Que mijote le Président Alpha Condé avec la fermeture des frontières de la Guinée avec le Sénégal et la Guinée-Bissau intervenue le 27 septembre dernier? En l’absence d’explication officielle de cette mesure -néanmoins confirmée par les autorités administratives locales citées par divers sites d’information-, l’élection présidentielle guinéenne du 18 octobre prochain et la volonté des autorités de «sécuriser» le scrutin en leur faveur pourraient en être la cause. La présence d’une diaspora guinéenne, très importante dans ces deux pays, pourrait être un des facteurs déterminants de cette décision du fait de sa capacité à influencer l’issue du scrutin.
Alpha Amadou Baldé, secrétaire de la Jeunesse au Sénégal du principal parti d’opposition, l’Union des forces démocratiques de Guinée (UFDG), relate à Sputnik:
«C’est une histoire folle: nous avons mobilisé cinq gros camions remplis de matériel de campagne électorale destiné à être convoyé en Guinée pour nos militants et sympathisants. 400.000 tee-shirts, des casquettes et de multiples gadgets ont été commandés et livrés au Sénégal. Les deux premiers véhicules sont bien entrés en territoire guinéen après avoir rempli les formalités tant du côté sénégalais que du côté guinéen. Mais lorsque l’autorité centrale de Conakry en a été informée, les trois autres camions ont été bloqués.»
Aux postes-frontières entre les deux pays, les files de camions de plusieurs dizaines de commerçants sénégalais ou guinéens dont les contenus «n’ont rien à voir avec l’élection présidentielle» s’allongent, en attendant une issue du pouvoir à Conakry, déplore le jeune militant politique.
«Face à cette situation, des commerçants ont eu l’idée de passer par la Guinée-Bissau. C’est lorsque certains d’entre eux se sont tournés vers le poste-frontière de Bissau que celui-ci a été aussitôt fermé à son tour. Et la traque de notre matériel s’est même poursuivie à l’aéroport international de Conakry-Gbessia, où le chef de la douane a refusé de remplir les formalités habituelles pour un stock de 250.000 tee-shirts de notre parti», ajoute Alpha Amadou Baldé.
Une diaspora muselée
Pourtant, les quinze pays membres de la Communauté économique des États de l’Afrique de l’Ouest (Cedeao) sont pourtant signataires des règles relatives à la libre circulation sans entrave des personnes et des biens dans l’espace communautaire, rappelle notre interlocuteur. D’où les suspicions sur la mesure prise par Conakry.

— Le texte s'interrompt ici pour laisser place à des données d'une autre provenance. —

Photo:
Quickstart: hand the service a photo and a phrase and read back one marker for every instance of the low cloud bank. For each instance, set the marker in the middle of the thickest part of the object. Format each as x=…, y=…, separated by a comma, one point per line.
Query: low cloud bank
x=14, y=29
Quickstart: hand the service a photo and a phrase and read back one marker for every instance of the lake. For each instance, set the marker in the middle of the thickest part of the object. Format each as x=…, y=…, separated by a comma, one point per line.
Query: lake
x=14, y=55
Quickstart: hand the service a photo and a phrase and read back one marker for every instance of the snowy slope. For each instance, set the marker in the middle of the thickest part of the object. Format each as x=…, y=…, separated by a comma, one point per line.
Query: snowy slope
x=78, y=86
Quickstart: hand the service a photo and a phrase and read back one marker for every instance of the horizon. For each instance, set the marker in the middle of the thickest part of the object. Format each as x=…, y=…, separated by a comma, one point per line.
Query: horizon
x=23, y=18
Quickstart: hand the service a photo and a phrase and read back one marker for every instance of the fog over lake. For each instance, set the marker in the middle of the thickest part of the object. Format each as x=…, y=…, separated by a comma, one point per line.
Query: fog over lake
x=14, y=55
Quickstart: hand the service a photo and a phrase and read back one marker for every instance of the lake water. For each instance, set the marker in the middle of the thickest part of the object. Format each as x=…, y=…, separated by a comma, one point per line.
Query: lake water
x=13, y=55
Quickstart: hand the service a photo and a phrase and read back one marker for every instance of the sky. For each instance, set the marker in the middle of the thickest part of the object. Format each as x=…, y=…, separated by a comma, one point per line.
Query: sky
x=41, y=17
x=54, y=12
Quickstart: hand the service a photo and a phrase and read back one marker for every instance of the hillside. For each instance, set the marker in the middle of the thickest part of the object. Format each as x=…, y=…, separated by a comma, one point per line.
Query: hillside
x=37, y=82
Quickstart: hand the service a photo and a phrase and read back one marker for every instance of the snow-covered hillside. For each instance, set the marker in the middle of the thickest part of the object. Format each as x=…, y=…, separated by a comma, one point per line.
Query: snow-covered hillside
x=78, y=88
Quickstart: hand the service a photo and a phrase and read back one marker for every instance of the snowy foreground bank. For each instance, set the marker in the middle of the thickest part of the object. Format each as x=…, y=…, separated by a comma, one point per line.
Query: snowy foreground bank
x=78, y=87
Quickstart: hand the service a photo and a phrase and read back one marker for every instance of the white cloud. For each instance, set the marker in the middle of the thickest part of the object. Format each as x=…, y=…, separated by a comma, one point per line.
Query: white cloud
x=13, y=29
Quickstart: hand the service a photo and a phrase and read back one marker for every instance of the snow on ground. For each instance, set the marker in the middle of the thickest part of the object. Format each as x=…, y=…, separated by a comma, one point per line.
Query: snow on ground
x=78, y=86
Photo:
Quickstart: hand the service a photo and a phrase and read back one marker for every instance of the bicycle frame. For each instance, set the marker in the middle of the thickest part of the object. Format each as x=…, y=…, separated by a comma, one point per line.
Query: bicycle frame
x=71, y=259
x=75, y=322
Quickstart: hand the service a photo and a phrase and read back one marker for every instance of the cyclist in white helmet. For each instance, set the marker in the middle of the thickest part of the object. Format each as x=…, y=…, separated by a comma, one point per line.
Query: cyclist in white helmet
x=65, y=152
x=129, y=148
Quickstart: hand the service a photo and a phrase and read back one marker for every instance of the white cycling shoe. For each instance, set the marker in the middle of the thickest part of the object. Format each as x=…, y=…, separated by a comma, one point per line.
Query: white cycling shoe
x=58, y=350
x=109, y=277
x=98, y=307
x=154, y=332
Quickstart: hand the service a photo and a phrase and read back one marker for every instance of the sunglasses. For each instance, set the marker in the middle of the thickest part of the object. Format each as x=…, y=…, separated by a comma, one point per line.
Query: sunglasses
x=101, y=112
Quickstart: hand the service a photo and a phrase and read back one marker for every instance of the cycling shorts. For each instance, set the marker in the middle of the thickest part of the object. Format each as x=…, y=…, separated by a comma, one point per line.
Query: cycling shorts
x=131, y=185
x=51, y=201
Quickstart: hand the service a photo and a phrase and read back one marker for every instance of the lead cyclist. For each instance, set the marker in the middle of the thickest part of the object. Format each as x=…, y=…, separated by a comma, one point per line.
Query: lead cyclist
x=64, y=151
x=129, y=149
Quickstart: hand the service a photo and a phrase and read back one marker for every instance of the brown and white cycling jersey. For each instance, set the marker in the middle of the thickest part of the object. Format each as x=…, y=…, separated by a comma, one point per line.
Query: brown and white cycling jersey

Principal parti d’opposition, l’Union des forces démocratiques de Guinée est très bien implanté au Sénégal où l’électorat guinéen est quasiment devenu sa chasse gardée. Lors de l’élection présidentielle de 2015 remportée par Alpha Condé, son leader Cellou Dalein Diallo s’était imposé à Dakar avec «un score d’environ 90%», revendiquent ses partisans. Aujourd’hui, «Cellou», comme l’appellent ceux-ci, apparaît comme le plus sérieux adversaire du Président sortant au prochain scrutin. Mais il devra faire sans ses électeurs sénégalais.
«Je confirme que les Guinéens du Sénégal et d’Angola ne voteront pas (car) ils n’ont pas été enregistrés lors de l’audit du fichier électoral», avait annoncé fin septembre, sur des sites d’information guinéens, Aly Bocar Samoura, directeur de la communication à la Commission électorale nationale indépendante (CENI).
Avec un potentiel de plusieurs centaines de milliers d’électeurs, la communauté guinéenne du Sénégal aurait dû être une frange importante du processus électoral dans son ensemble. Son enregistrement n’aurait pas dû poser problème puisqu’un fichier, disponible depuis plusieurs années, existe.
Contestée de toutes parts, la candidature du chef de l’État sortant est l’objet de vives critiques, eu égard notamment aux violences qu’elle engendre. Publié ce 1er octobre, un rapport d’Amnesty International fait état de la mort de 50 personnes en moins d’un an de manifestations contre le troisième mandat du Président sortant. Ces protestations sont menées par le Front national pour la défense de la Constitution (FNDC), une plateforme qui regroupe des partis et associations opposés au «coup d’État constitutionnel» du Président Alpha Condé.